Each one of those is a citation, and each one is fakeable by a confident-sounding model. The Doughty Street Chambers catalogue, updated in early 2026, lists at least thirty-eight UK decisions in which AI-generated content or unreliable digital evidence has surfaced. The cases include Chandra v Royal Mail Group in the Employment Tribunal and M v F in the Family Court, well outside the headline judicial-review and commercial-litigation contexts of Ayinde and Al-Haroun. The October 2025 Judicial Office guidance applies the same caution to judges: confidential information must not be entered into public AI tools, and AI output must be checked regardless of how confident it sounds.
When should you ask hard verification questions and when can you let it ride?
The cleanest rule is the one the SRA, the Bar Council and the Judicial Office all converge on. AI for low-risk, internal, non-cited work is fine. The bar rises sharply the moment the output contains a reference to an external authority, leaves the firm in any form, carries the firm’s name as the source, or will be relied on by a client, regulator or counterparty.
At that point every cited URL gets opened. Every statute reference gets cross-checked. Every HMRC manual paragraph gets opened in the manual. Every named report gets the figure verified against the report itself, not against a chatbot’s summary of the report. The person doing the check is named on the file. The check is logged.
The point of the log is not bureaucracy. The point is that when something does land wrong, the firm can show what was checked and by whom, and the partner who signed the document has not inverted the responsibility relationship the way Al-Haroun’s solicitor did when he leant on the client’s own AI-assisted research. That inversion was what the court reacted to as much as the fake cases themselves.

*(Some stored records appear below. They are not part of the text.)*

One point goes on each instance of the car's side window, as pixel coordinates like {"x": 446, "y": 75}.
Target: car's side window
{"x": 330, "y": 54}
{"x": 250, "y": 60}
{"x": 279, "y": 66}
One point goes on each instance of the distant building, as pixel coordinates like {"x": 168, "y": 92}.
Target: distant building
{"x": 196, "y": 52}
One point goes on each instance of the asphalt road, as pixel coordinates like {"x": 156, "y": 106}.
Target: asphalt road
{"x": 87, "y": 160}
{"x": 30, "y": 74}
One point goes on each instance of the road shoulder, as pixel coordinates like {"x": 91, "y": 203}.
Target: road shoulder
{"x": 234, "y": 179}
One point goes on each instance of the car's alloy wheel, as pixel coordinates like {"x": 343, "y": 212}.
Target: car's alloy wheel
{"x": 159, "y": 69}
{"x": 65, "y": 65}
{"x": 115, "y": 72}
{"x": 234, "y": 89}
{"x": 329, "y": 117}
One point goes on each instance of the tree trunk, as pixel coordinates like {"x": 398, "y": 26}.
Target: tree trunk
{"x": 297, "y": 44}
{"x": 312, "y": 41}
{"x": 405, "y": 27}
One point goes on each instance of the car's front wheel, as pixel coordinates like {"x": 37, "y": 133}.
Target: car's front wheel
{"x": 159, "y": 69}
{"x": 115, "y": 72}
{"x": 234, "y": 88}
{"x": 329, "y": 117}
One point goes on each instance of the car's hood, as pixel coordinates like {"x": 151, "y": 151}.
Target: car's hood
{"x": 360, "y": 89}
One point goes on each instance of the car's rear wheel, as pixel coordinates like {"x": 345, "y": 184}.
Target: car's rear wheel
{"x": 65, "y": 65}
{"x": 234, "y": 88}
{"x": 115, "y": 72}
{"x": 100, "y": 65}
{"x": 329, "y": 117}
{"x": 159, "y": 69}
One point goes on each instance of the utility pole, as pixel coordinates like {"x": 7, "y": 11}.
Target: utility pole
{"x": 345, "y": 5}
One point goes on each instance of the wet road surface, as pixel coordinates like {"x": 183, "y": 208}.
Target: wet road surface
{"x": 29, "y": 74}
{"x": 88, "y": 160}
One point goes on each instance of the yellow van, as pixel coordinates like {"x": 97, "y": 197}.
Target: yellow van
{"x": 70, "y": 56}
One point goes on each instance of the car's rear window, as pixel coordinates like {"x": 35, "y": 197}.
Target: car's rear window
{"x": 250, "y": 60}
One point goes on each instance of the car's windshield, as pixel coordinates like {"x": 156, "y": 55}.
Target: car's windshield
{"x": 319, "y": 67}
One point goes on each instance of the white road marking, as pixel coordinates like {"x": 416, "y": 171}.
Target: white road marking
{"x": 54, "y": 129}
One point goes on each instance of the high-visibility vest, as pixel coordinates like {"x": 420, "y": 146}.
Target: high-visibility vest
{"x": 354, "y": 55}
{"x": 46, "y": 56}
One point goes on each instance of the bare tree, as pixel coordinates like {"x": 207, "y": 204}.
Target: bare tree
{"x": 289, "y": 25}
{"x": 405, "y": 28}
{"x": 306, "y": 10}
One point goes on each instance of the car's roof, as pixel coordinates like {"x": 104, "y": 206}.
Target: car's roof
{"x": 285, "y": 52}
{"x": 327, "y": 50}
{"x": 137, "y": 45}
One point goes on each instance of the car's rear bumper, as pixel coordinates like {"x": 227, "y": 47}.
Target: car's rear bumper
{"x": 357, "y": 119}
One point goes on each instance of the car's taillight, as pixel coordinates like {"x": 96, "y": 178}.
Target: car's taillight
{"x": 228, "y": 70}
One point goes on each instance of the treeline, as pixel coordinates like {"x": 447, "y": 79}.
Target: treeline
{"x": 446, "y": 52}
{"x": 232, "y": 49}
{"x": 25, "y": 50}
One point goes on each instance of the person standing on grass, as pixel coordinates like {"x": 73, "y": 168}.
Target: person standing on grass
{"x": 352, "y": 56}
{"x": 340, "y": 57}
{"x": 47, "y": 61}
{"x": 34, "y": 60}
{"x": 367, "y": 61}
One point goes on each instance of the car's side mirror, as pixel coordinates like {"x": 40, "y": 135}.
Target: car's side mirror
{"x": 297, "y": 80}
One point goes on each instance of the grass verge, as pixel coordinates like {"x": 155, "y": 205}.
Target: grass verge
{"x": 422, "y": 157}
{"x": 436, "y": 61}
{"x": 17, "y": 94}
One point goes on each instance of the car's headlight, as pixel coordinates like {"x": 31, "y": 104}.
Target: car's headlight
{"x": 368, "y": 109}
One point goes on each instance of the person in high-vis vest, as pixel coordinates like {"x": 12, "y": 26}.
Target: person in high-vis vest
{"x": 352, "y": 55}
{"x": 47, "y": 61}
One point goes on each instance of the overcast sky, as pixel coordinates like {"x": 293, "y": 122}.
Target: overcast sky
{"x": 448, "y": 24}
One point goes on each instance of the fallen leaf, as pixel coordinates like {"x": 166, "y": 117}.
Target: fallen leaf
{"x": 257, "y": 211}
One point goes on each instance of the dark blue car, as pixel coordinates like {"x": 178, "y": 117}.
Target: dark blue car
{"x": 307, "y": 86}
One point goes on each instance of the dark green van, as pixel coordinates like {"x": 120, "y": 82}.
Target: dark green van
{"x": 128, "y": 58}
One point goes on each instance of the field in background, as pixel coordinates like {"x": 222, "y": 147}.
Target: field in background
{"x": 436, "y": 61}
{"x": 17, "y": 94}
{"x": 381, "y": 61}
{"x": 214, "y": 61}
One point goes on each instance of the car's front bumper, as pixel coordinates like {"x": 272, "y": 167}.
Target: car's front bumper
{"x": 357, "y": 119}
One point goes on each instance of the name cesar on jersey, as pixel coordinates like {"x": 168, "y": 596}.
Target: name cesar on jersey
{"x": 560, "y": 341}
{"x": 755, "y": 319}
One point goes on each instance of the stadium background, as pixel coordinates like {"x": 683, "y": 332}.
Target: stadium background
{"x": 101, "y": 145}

What this is not, and what to do this week
This is not a recommendation to ban AI from professional work. It is a recommendation to put the verification discipline in place before the first hallucination lands in a client document, rather than after. The lawyers who were sanctioned did not lack training, they had decades of it. What they lacked was a process step that made verification a checklist item with a name against it.

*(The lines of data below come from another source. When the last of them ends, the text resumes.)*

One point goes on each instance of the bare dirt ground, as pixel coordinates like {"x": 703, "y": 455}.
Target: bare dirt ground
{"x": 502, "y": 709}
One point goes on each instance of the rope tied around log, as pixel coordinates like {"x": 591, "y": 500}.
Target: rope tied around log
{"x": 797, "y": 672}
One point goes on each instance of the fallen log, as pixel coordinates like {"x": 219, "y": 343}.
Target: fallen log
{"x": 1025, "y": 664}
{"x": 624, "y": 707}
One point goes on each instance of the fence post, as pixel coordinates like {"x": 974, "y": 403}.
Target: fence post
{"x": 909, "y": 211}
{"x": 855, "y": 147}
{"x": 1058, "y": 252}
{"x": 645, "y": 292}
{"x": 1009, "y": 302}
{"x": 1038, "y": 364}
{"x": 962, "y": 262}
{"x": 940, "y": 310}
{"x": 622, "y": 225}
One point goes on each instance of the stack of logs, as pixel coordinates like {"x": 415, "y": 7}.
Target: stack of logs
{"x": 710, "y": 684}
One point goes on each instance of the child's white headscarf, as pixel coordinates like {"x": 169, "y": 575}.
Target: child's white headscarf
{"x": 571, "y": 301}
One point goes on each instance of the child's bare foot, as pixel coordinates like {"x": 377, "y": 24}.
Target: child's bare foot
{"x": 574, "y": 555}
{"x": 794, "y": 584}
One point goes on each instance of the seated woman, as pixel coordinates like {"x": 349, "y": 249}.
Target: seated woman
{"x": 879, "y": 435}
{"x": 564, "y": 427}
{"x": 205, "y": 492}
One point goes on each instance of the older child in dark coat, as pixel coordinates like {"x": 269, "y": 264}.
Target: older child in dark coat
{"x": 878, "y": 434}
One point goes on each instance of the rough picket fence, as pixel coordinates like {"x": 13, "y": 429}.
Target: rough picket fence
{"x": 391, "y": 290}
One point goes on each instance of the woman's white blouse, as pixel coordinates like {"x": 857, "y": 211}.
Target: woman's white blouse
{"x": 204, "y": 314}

For a small firm starting from nothing, three moves cover the bulk of the risk. Write down which document types are allowed to contain AI-drafted content and which are not. Define the verification step for every cited reference, who does it, where they record it, and what the sign-off looks like. Train every staff member, including the one who is fast with AI and impatient with checks, that the AI sounding confident is the failure mode they are checking against, not the signal that the check is unnecessary.
The firms that get this right will use AI heavily without writing a Mata. The firms that get it wrong will end up cited in someone else’s blog post about how the pattern played out in their sector.